Hint: This problem deals with solving the values of the variables $x$ and $y$, given there is one pair of linear equations. Here the solutions of the given pair of linear equations should be obtained by the help of the substitution method. This substitution method includes substituting one variable from one equation into another equation.

Complete step-by-step solution:
Given two pairs of linear equations which are given by $4x + 3y = 8$ and $x - 2y = 13$.
Now let us consider the equation $4x + 3y = 8$ as the first equation whereas the equation $x - 2y = 13$ is the second equation.
Now consider the second equation which is $x - 2y = 13$, as shown below:
\[ \Rightarrow x - 2y = 13\]
Extracting the expression for $x$, by transferring the term $2y$ to the right hand side of the above equation as shown below:
\[ \Rightarrow x = 13 + 2y\]
Now substituting the expression of $x$ in the first equation which is $4x + 3y = 8$.
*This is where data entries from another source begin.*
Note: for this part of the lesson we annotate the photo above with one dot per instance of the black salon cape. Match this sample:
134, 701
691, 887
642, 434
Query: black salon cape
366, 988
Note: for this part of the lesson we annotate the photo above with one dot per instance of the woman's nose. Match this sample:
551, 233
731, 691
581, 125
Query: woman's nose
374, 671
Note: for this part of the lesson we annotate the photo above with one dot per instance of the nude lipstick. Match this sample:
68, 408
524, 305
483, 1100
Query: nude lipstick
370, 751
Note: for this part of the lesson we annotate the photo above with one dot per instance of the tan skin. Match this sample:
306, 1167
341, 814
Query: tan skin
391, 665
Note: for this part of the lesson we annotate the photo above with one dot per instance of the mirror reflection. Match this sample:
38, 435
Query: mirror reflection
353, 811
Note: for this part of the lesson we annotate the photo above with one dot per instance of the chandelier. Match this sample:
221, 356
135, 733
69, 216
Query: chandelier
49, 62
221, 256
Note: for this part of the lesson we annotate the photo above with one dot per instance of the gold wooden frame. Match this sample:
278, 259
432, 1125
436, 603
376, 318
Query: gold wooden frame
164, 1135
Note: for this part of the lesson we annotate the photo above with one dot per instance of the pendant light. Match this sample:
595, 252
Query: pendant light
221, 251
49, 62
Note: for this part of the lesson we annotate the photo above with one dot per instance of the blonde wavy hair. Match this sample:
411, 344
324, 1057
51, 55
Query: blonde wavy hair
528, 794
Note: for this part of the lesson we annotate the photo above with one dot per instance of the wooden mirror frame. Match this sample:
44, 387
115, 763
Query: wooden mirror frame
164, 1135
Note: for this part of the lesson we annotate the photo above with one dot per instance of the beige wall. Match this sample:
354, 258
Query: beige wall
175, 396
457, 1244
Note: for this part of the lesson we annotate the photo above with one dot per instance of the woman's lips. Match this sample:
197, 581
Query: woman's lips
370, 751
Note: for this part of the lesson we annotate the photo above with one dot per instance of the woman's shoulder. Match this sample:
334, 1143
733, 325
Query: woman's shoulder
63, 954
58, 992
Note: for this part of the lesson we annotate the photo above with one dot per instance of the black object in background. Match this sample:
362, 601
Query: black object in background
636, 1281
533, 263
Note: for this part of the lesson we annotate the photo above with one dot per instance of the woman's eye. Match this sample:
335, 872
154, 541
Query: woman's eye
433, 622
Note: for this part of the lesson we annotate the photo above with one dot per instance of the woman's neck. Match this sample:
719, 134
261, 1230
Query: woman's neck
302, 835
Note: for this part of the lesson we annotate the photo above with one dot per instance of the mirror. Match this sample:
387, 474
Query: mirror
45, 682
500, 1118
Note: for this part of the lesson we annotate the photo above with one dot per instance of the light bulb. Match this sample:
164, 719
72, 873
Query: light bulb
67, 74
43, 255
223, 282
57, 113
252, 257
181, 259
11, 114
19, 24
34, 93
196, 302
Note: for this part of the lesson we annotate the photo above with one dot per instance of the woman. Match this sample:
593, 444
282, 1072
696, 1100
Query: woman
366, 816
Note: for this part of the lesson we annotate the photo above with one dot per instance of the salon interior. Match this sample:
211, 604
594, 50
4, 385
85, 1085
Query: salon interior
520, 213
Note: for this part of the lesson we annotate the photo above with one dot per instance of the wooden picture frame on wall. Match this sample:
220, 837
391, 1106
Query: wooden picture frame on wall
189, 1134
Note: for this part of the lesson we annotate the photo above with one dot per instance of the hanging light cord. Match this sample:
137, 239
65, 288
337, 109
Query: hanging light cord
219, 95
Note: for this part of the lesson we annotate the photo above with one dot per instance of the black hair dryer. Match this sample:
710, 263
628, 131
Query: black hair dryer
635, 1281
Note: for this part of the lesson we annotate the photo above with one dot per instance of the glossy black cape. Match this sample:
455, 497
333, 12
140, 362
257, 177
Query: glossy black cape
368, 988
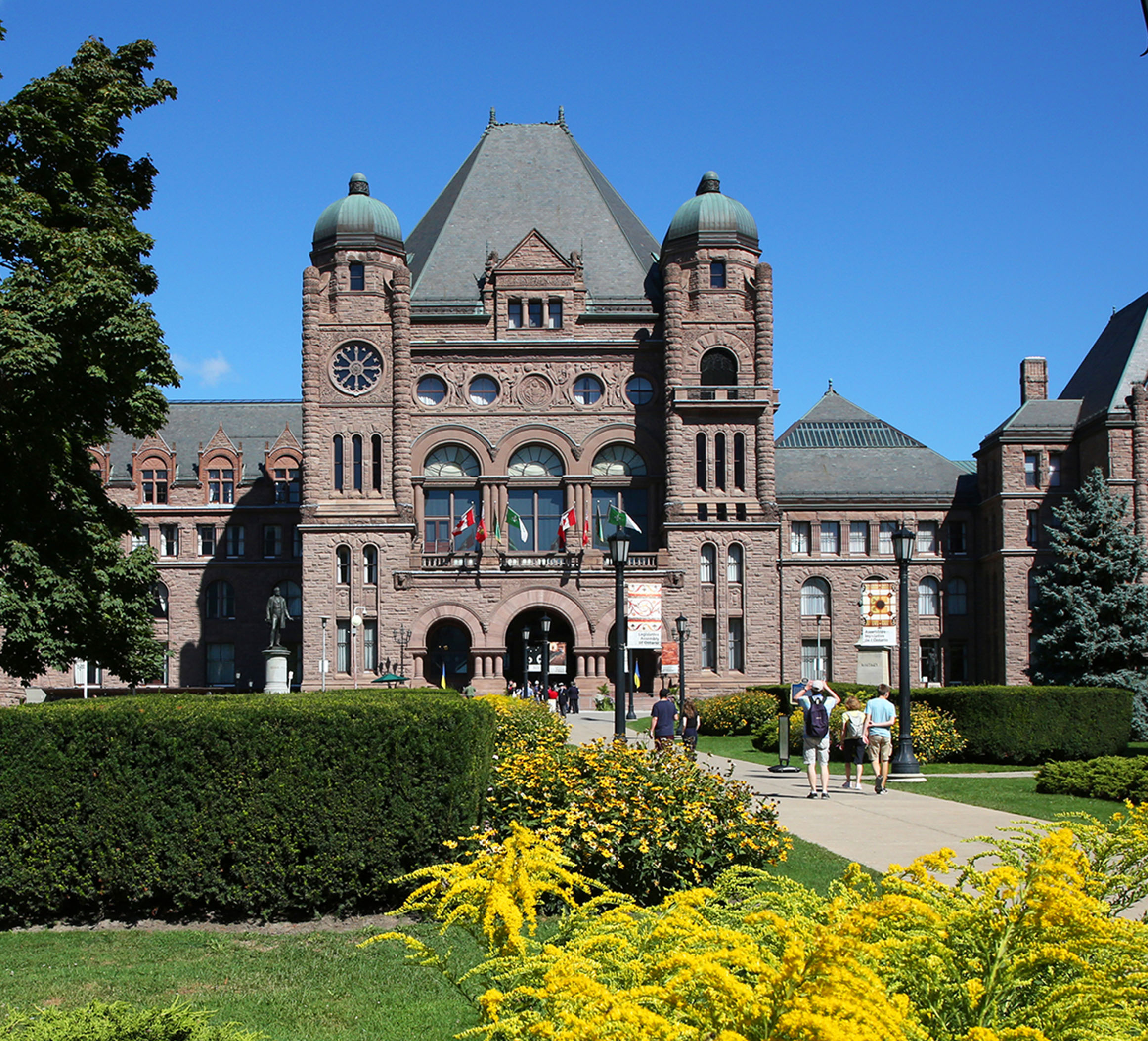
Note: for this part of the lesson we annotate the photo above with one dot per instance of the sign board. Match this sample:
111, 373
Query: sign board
643, 615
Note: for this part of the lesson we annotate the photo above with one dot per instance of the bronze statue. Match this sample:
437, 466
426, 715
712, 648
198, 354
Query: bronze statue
277, 615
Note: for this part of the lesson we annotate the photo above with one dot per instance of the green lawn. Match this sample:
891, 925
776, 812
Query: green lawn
292, 988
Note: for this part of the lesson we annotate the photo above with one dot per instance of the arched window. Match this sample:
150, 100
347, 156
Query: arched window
294, 597
719, 368
220, 602
708, 569
619, 461
929, 597
815, 597
451, 461
536, 461
735, 564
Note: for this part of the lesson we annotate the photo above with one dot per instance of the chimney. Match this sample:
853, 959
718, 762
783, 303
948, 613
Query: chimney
1033, 380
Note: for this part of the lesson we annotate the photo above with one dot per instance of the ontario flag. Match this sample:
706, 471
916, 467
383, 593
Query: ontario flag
465, 521
568, 521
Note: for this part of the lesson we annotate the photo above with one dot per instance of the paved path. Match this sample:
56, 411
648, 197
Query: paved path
873, 830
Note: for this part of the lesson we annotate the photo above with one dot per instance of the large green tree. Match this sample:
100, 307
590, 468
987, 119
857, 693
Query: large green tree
81, 354
1092, 615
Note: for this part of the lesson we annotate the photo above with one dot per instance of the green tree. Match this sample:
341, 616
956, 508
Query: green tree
1092, 617
81, 354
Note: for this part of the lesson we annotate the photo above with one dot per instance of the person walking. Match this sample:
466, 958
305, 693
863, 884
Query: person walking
852, 743
880, 717
818, 700
662, 722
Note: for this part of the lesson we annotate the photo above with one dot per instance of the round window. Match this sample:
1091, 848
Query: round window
640, 390
432, 390
484, 390
356, 368
587, 390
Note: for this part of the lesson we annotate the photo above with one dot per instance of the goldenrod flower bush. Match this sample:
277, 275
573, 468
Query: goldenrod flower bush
1025, 947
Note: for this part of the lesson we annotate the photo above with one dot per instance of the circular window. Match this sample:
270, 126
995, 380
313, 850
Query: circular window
640, 390
432, 390
356, 368
484, 390
587, 390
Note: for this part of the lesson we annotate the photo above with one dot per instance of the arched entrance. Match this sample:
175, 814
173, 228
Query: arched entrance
563, 666
448, 654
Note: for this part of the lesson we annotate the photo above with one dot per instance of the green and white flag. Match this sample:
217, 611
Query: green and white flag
621, 519
514, 519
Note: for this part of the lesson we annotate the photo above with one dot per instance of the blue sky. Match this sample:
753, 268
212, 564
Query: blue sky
942, 190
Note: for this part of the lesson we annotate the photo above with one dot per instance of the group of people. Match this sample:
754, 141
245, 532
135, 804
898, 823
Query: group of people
561, 697
866, 734
664, 718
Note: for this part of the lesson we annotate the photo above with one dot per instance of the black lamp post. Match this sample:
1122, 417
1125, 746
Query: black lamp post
904, 762
683, 629
619, 554
544, 625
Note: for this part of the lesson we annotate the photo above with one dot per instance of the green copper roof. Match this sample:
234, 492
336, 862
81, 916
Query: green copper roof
710, 213
357, 217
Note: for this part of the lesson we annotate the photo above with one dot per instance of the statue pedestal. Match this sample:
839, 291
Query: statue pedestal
276, 671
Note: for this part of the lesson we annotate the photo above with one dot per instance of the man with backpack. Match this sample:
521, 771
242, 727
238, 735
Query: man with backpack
817, 700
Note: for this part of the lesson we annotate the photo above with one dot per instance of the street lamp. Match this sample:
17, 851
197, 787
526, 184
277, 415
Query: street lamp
905, 764
619, 554
544, 626
683, 630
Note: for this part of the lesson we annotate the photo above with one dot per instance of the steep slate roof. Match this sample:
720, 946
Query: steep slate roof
1117, 359
839, 451
192, 424
522, 177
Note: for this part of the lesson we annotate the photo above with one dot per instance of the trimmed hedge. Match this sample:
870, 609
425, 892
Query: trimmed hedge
1108, 778
237, 806
1033, 725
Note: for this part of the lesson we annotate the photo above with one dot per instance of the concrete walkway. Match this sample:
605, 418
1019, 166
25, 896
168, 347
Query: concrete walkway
873, 830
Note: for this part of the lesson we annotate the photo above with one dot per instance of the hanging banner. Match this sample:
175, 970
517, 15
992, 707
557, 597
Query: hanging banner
879, 604
643, 615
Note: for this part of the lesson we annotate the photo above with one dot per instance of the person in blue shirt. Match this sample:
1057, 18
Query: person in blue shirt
815, 751
880, 717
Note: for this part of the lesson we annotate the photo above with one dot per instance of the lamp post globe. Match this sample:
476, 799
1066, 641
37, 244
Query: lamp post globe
905, 764
619, 554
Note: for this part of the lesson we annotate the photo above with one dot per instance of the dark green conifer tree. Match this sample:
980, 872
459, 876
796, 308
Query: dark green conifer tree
1092, 615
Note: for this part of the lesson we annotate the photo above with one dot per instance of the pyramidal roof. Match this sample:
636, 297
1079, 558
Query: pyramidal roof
1117, 359
522, 177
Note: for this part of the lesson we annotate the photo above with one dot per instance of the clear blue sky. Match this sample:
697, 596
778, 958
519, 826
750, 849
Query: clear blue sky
942, 188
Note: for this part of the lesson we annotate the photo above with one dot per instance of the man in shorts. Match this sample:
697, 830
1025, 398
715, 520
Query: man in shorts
880, 717
815, 750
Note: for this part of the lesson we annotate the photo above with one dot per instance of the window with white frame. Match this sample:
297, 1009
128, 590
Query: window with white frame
814, 597
929, 598
830, 537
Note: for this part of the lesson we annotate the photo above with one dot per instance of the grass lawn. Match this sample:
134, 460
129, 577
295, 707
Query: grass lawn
292, 988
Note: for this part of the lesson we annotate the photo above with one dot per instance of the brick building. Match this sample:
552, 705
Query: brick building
530, 347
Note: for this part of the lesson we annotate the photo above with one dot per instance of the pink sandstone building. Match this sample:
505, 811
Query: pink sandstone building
530, 349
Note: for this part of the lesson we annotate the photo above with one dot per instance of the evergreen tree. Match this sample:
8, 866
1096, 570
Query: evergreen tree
81, 354
1092, 617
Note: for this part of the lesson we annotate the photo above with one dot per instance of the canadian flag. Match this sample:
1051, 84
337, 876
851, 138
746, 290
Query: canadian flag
568, 521
465, 521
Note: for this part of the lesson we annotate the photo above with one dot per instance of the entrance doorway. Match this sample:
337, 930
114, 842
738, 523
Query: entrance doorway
448, 655
562, 665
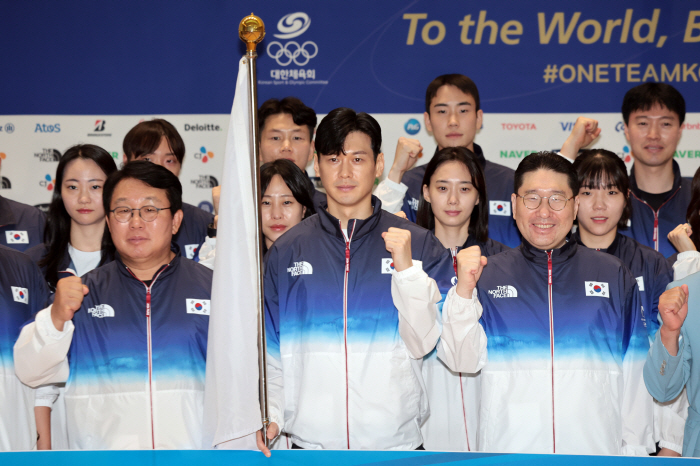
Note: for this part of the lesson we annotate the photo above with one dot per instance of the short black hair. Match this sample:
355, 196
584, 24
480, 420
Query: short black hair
145, 137
461, 82
335, 127
602, 169
545, 161
301, 114
149, 173
296, 180
479, 222
647, 95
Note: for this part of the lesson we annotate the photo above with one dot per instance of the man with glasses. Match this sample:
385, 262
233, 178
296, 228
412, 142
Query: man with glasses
565, 329
129, 338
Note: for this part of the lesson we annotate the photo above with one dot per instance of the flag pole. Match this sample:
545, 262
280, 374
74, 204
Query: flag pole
252, 31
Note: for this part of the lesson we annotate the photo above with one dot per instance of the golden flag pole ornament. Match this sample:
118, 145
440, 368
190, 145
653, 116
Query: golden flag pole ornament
252, 31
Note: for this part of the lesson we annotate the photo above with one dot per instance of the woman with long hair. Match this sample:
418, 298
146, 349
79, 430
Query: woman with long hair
454, 206
75, 239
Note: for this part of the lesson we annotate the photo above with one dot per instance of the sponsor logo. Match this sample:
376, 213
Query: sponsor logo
300, 268
412, 126
204, 127
47, 182
519, 126
191, 250
16, 237
203, 155
48, 155
198, 306
206, 206
499, 208
43, 207
99, 129
101, 310
205, 182
506, 291
43, 128
387, 265
597, 289
20, 295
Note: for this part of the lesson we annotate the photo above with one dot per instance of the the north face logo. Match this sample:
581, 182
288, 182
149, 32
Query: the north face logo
300, 268
506, 291
101, 310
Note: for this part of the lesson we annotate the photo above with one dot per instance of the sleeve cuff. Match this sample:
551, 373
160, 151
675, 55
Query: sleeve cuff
45, 326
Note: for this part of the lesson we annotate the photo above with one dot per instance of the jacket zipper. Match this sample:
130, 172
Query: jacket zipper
551, 341
345, 327
150, 348
453, 251
655, 238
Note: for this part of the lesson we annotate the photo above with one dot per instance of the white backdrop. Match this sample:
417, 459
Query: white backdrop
30, 144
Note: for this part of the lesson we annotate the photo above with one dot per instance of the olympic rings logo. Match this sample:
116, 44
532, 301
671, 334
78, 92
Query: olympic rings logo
291, 51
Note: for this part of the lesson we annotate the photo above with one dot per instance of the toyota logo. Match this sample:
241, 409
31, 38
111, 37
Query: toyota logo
291, 51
Consider the first equation as shown below:
$ \Rightarrow 4x + 3y = 8$
Substituting the expression \[x = 13 + 2y\] in the above equation as shown below:
$ \Rightarrow 4\left( {13 + 2y} \right) + 3y = 8$
$ \Rightarrow 52 + 8y + 3y = 8$
Simplifying the above expression as shown below:
$ \Rightarrow 52 + 11y = 8$
Rearranging the $y$ terms to one side and the constants to the other side as shown below:
$ \Rightarrow 11y = - 44$
$\therefore y = - 4$
Now finding the value of $x$, from the expression \[x = 13 + 2y\] as shown below:
$ \Rightarrow x = 13 + 2\left( { - 4} \right)$
\[\therefore x = 5\]
The solutions of the equation $4x + 3y = 8$ and $x - 2y = 13$ are $x = 5$ and $y = - 4$.

Note: Please note that the solutions of the above pair of linear equations can also be obtained by the method of elimination. That is by multiplying one of the equations with a number and cancelling out the term, finding the value of one variable and from it we find the value of another variable as well, and hence finding the value of the variables $x$ and $y$ respectively.